More about Trans Fat
- Remains solid at room temperature
- Resistance to oxidative damage, the oil's shelf life is
extended
- High in Commercial Value
- Increase Food Shelf Life, but Shorten Human
Life
- 10-fold higher risk of Coronary Heart Disease compared to
Saturated Fatty Acid
- Trans fat (trans fatty acids) is the worst kind of fat,
far worse than saturated fat
There are four main types
of Fatty Acids:
- Saturated Fatty
Acid
- MonoUnsaturated Fatty
Acid
- PolyUnsaturated Fatty
Acid
- Trans Fatty Acid
a. Solid forms at room temperature SFA
(Saturated Fatty Acid) is found most in animal foods like meat, poultry, butter (which contain 66% SFA), and whole
milk. Other sources of SFA include coconut, palm, and palm kernel oils. This type of fat is very visible in beef,
while less visible in others such as palm oil
b. MUFA (Mono Unsaturated Fatty Acid) is derived from plant
sources, such as canola (62% MUFA), peanut (49% MUFA) and olive (77%). Olive oil has the highest content of
MUFA among most vegetable oils. MUFA is also found in olive oil margarine, canola margarine, and peanut
butter.
c. PUFA (Poly Unsaturated Fatty Acid) are primarily found in vegetable oils and fish
sources. Omega-6 PUFA is derived from vegetable oils. Salad dressing, margarine, and mayonnaise containing
these oils are therefore high in PUFA. Omega-3 PUFA are found primarily in fish. At room temperature, PUFA is
in liquid form. Even in cold temperatures, PUFA still remains as liquid since it has a lower melting point
than MUFA or SFA.
most PUFA consumed these days, like corn, soy, or safflower are
often commercially processed. Their molecular structure is greatly modified. The health enhancement
properties of PUFA have largely been lost in this process.

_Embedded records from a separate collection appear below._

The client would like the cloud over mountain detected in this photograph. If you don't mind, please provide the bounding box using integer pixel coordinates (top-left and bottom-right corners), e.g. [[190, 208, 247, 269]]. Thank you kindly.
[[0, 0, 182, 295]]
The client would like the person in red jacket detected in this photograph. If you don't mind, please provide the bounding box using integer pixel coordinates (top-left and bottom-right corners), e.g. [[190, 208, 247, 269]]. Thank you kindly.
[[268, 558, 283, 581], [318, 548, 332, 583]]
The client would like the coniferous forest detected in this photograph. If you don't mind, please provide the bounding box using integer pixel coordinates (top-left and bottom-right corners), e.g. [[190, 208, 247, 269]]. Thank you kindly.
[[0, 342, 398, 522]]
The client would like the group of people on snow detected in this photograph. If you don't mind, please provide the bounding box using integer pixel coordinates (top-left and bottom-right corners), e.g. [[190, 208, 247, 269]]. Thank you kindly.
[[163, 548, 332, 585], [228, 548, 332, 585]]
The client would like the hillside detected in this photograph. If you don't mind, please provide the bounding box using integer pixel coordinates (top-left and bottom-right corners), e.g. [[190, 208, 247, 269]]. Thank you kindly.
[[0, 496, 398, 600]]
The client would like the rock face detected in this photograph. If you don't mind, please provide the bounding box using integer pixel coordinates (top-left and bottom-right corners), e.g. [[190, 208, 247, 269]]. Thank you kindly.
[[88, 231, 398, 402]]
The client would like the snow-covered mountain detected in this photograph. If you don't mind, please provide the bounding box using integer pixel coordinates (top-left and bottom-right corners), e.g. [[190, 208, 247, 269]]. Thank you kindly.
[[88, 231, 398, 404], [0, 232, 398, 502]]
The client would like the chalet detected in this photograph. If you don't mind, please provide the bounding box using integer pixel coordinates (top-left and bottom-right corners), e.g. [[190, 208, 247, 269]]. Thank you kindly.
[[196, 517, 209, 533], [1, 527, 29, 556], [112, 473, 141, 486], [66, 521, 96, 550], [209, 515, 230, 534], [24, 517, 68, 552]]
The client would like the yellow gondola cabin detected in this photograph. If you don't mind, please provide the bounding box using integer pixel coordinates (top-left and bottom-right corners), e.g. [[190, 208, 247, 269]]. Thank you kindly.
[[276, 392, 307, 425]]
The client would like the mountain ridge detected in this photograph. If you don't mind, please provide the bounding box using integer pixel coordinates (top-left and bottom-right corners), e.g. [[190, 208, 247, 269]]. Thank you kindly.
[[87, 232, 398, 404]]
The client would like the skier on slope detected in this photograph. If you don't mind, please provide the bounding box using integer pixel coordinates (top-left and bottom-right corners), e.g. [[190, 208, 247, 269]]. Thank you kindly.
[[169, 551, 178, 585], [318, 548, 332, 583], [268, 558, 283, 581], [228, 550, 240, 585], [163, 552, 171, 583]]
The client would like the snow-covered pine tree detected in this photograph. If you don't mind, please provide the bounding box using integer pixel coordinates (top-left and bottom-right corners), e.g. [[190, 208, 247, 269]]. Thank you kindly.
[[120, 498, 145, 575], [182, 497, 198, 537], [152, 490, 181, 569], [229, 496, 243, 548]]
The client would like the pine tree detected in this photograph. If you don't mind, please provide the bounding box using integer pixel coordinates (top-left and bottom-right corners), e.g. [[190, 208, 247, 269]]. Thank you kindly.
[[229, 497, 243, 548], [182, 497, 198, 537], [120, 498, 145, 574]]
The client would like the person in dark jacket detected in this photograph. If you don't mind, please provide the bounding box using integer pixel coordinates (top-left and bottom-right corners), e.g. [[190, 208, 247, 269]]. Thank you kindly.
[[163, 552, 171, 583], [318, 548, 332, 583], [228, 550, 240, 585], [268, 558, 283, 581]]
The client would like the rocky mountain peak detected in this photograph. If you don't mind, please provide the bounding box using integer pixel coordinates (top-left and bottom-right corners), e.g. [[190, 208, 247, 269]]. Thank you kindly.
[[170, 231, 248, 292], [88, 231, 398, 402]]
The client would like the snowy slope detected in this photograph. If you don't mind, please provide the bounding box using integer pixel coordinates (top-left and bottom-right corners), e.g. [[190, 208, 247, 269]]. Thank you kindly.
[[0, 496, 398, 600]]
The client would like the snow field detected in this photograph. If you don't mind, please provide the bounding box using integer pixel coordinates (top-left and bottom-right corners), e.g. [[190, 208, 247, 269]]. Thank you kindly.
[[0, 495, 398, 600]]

Original healthy sources of natural PUFA are found in nuts and
seeds. Also, cold water fish such as salmon contain a good amount of PUFA. The PUFA found in processed
vegetable oil such as corn oil is structurally changed and not good for the body.
d. Trans fat (Trans
Fatty Acid) remains solid at room temperature. They can be then turned into shortening and margarine.
By increasing its resistance to oxidative damage, the oil's shelf life is extended. Its commercial value is
increased.
Fat and Cardiovascular Disease
While some fats are essential for good health, like MUFA and
PUFA, other such as trans fat is harmful to our bodies. Therefore, it is the type of dietary fat that matters and
not the total amount of fat consumed that decides the cardiovascular disease
risk.
This has been well documented in population studies. For
example, Greeks consume much lesser SFA and more MUFA (in olive oil) as compared to the Americans, even though they
may have similar fat intakes. They also have one of the lowest rates of heart attacks in the world. Japanese who
live in Japan have the lowest rate of heart attacks in the world. They also consume an abundance of raw fish
(sashimi) that are high in natural SFA and N3 EFA (from the PUFA in the meat of the fish). The lower rates of cardiovascular disease is not
directly related to total fat intake, but more with the kind of fat
consumed. This is further confirmed by studies
within Japan, where it is found that the incidence of cardiovascular disease among fishing villages is lower
than farming villages, where the diet is higher in grain.